# Preprocessing

- Rename biber field to biber_tagged
- Confirm it's present for every single row
- Compare against the original file and confirm everything is the same with the addition of new field(s)
- Add the new fields into the original file

Manually delete tagged_data folders once after sanity checking

## Setup

In [7]:
import json
import os
from tqdm import tqdm
import multiprocessing as mp
from itertools import islice

tagged_dataset_paths = {
    'amazon': '/shared/3/projects/hiatus/tagged_data/amazon/amazon.jsonl',
    'reddit': '/shared/3/projects/hiatus/tagged_data/reddit/reddit.jsonl',
    'book3corpus': '/shared/3/projects/hiatus/tagged_data/book3corpus/book3corpus.jsonl',
    'wiki': '/shared/3/projects/hiatus/tagged_data/wiki/wiki.jsonl',
    'wiki_discussions': '/shared/3/projects/hiatus/tagged_data/wiki_discussions/wiki_discussions.jsonl',
    'realnews': '/shared/3/projects/hiatus/tagged_data/realnews/realnews.jsonl',
    'gmane': '/shared/3/projects/hiatus/tagged_data/gmane/realnews.jsonl'
}

tagged_dataset_paths = {
    'wiki': '/shared/3/projects/hiatus/tagged_data/wiki/wiki.jsonl',
    'wiki_discussions': '/shared/3/projects/hiatus/tagged_data/wiki_discussions/wiki_discussions.jsonl',
}

def process_chunk(chunk):
    processed = []
    skipped = 0
    for orig_line, lisa_line in chunk:
        try:
            orig_data = json.loads(orig_line)
            lisa_data = json.loads(lisa_line)
        
            if not all(key in lisa_data for key in orig_data.keys()):
                raise KeyError(f"Missing original fields")
            
            if 'encodings' not in lisa_data:
                raise KeyError("'encodings' field is missing")
            
            lisa_data['biber_tagged'] = lisa_data.pop('encodings')
            
            processed.append(json.dumps(lisa_data))
        except (KeyError, json.JSONDecodeError):
            skipped += 1
        except Exception as e:
            print(f"Unexpected error processing line: {str(e)}")
            skipped += 1
    
    return processed, skipped

def process_dataset(dataset_name, dataset_path):
    lisa_path = os.path.join(os.path.dirname(dataset_path), 'lisa.jsonl')
    corpus_path = os.path.join(os.path.dirname(dataset_path), 'corpus.jsonl')
    
    chunk_size = 10000  
    
    with open(dataset_path, 'r') as orig_file, \
         open(lisa_path, 'r') as lisa_file, \
         open(corpus_path, 'w') as corpus_file:
        
        total_lines = sum(1 for _ in orig_file)
        orig_file.seek(0)  # Reset file pointer
        
        with mp.Pool(processes=10) as pool:
            chunks = iter(lambda: list(islice(zip(orig_file, lisa_file), chunk_size)), [])
            results = []
            
            for result in tqdm(pool.imap(process_chunk, chunks), total=total_lines//chunk_size, desc=f"Processing {dataset_name}"):
                results.append(result)
                processed_lines = sum(len(r[0]) for r in results)
                skipped_lines = sum(r[1] for r in results)
            
            for result in results:
                corpus_file.write('\n'.join(result[0]))
                corpus_file.write('\n')
    
    # Remove lisa.jsonl
    try:
        os.remove(lisa_path)
    except OSError as e:
        print(f"Error removing {lisa_path}: {str(e)}")
    
    print(f"Processed {dataset_name}")
    print(f"Lines processed: {processed_lines}")
    print(f"Lines skipped: {skipped_lines}")


In [8]:
for dataset_name, dataset_path in tagged_dataset_paths.items():
    process_dataset(dataset_name, dataset_path)

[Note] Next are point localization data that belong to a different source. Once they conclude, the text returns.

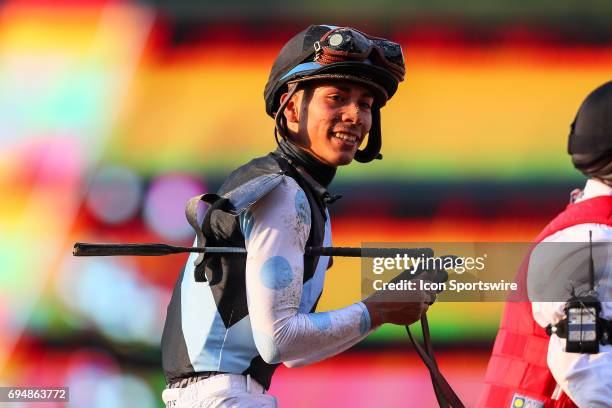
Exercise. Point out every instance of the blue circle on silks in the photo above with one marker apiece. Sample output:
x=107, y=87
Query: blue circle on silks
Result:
x=302, y=207
x=276, y=273
x=322, y=321
x=266, y=347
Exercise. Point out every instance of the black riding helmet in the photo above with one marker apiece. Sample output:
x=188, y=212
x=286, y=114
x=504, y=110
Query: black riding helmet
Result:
x=330, y=52
x=590, y=139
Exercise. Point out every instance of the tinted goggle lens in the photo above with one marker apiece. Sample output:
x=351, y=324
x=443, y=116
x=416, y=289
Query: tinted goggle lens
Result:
x=353, y=42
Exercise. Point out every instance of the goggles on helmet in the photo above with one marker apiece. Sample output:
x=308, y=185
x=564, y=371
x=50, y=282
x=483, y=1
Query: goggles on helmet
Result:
x=347, y=44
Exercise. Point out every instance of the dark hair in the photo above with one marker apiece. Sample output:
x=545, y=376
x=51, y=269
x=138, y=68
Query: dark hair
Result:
x=597, y=165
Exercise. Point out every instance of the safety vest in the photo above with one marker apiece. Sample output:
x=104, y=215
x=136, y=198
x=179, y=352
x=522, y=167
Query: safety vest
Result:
x=517, y=374
x=225, y=274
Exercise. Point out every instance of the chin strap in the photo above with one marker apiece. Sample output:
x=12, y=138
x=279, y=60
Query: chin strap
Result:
x=372, y=149
x=280, y=121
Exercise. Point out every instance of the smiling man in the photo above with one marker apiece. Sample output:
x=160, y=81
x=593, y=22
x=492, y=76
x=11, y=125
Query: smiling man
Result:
x=231, y=320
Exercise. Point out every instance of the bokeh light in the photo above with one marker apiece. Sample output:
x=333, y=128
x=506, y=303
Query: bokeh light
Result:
x=164, y=208
x=115, y=194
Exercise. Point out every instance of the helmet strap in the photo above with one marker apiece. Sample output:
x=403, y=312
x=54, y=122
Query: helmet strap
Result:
x=372, y=149
x=280, y=120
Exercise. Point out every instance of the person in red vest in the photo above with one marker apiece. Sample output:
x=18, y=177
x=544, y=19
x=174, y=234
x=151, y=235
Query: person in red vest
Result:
x=528, y=368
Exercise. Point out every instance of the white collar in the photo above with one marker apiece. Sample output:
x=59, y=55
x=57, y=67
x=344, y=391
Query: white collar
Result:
x=594, y=188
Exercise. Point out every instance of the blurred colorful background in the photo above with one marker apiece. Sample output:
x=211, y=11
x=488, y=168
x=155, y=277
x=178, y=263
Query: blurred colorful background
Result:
x=112, y=114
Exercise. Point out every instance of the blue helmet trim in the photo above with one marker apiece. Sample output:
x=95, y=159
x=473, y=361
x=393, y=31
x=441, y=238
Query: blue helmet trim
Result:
x=311, y=66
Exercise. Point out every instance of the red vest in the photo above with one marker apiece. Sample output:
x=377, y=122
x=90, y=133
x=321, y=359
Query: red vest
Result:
x=517, y=367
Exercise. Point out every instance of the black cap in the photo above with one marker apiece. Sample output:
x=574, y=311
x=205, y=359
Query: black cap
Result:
x=591, y=131
x=295, y=63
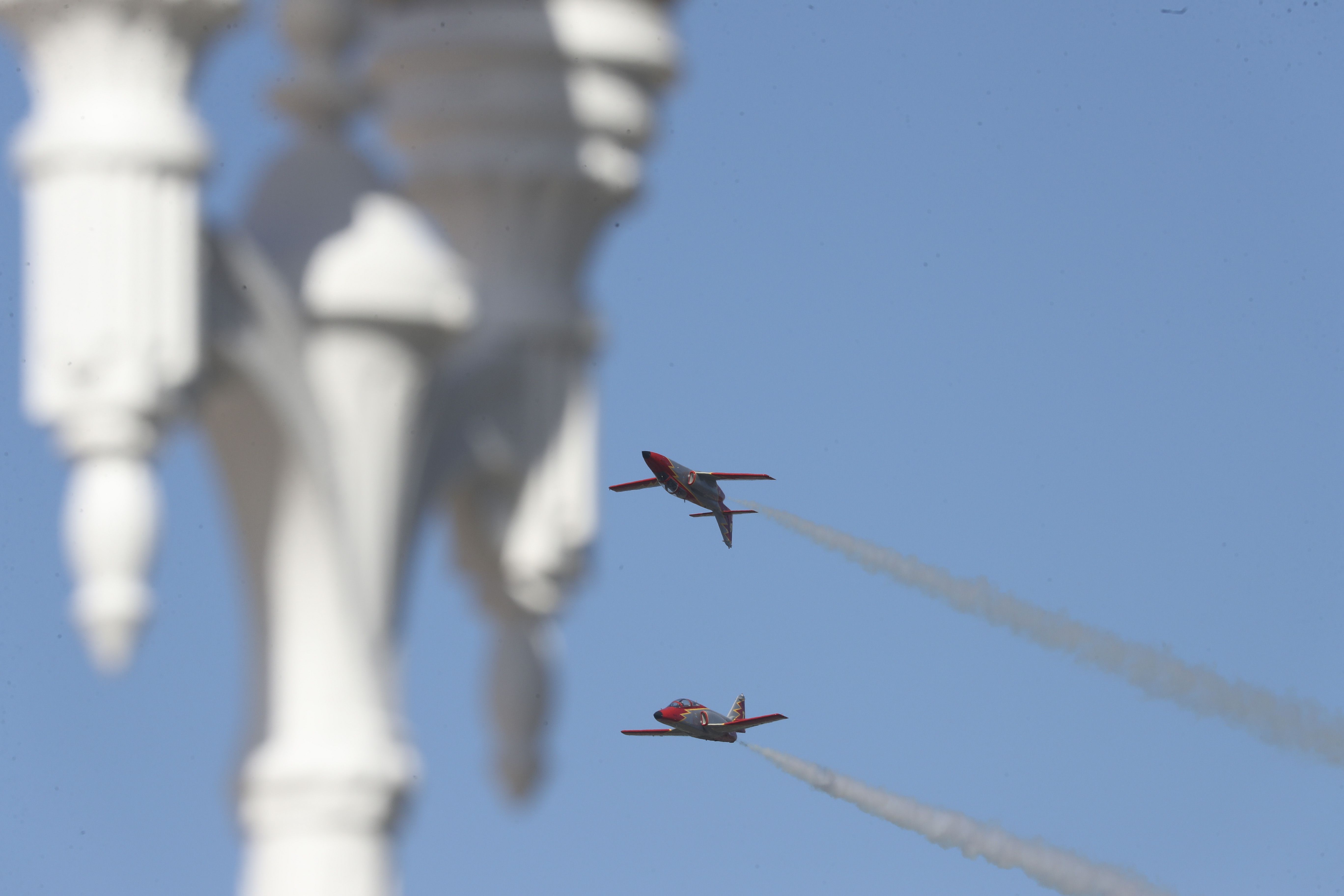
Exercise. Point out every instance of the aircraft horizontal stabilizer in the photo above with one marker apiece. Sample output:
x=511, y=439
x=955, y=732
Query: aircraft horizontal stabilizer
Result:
x=738, y=476
x=631, y=487
x=738, y=727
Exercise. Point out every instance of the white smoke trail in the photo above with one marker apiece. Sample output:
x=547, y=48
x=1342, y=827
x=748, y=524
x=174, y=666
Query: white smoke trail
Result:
x=1060, y=870
x=1284, y=722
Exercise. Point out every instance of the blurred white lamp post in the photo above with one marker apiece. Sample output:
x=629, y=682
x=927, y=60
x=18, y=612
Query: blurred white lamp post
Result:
x=357, y=370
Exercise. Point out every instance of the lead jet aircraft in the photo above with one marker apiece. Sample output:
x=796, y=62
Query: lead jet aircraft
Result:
x=701, y=490
x=689, y=719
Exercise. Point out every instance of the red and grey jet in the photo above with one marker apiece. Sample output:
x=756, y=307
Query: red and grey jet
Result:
x=701, y=490
x=690, y=719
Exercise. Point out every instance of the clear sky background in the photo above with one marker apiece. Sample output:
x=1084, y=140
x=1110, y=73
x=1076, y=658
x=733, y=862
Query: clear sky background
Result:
x=1044, y=292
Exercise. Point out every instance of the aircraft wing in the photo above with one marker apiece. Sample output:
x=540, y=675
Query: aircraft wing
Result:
x=724, y=477
x=742, y=725
x=631, y=487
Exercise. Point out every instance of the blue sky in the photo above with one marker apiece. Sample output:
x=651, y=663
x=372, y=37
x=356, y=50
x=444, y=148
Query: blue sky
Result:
x=1039, y=292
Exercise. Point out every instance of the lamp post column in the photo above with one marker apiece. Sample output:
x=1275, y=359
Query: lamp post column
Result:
x=109, y=158
x=521, y=123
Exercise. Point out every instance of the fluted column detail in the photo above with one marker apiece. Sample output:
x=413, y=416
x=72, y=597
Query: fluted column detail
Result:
x=109, y=159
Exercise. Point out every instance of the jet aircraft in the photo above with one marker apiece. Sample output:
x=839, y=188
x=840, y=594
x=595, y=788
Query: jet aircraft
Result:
x=701, y=490
x=690, y=719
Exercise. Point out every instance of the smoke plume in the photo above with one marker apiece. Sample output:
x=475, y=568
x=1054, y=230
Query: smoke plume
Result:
x=1060, y=870
x=1284, y=722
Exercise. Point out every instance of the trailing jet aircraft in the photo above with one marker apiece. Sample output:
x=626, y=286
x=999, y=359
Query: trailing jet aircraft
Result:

print("All datasets processed successfully.")

Processing wiki: 314it [16:20,  3.12s/it]                         


Processed wiki
Lines processed: 3134059
Lines skipped: 9


Processing wiki_discussions: 410it [19:54,  2.91s/it]                         


Processed wiki_discussions
Lines processed: 4093891
Lines skipped: 4
All datasets processed successfully.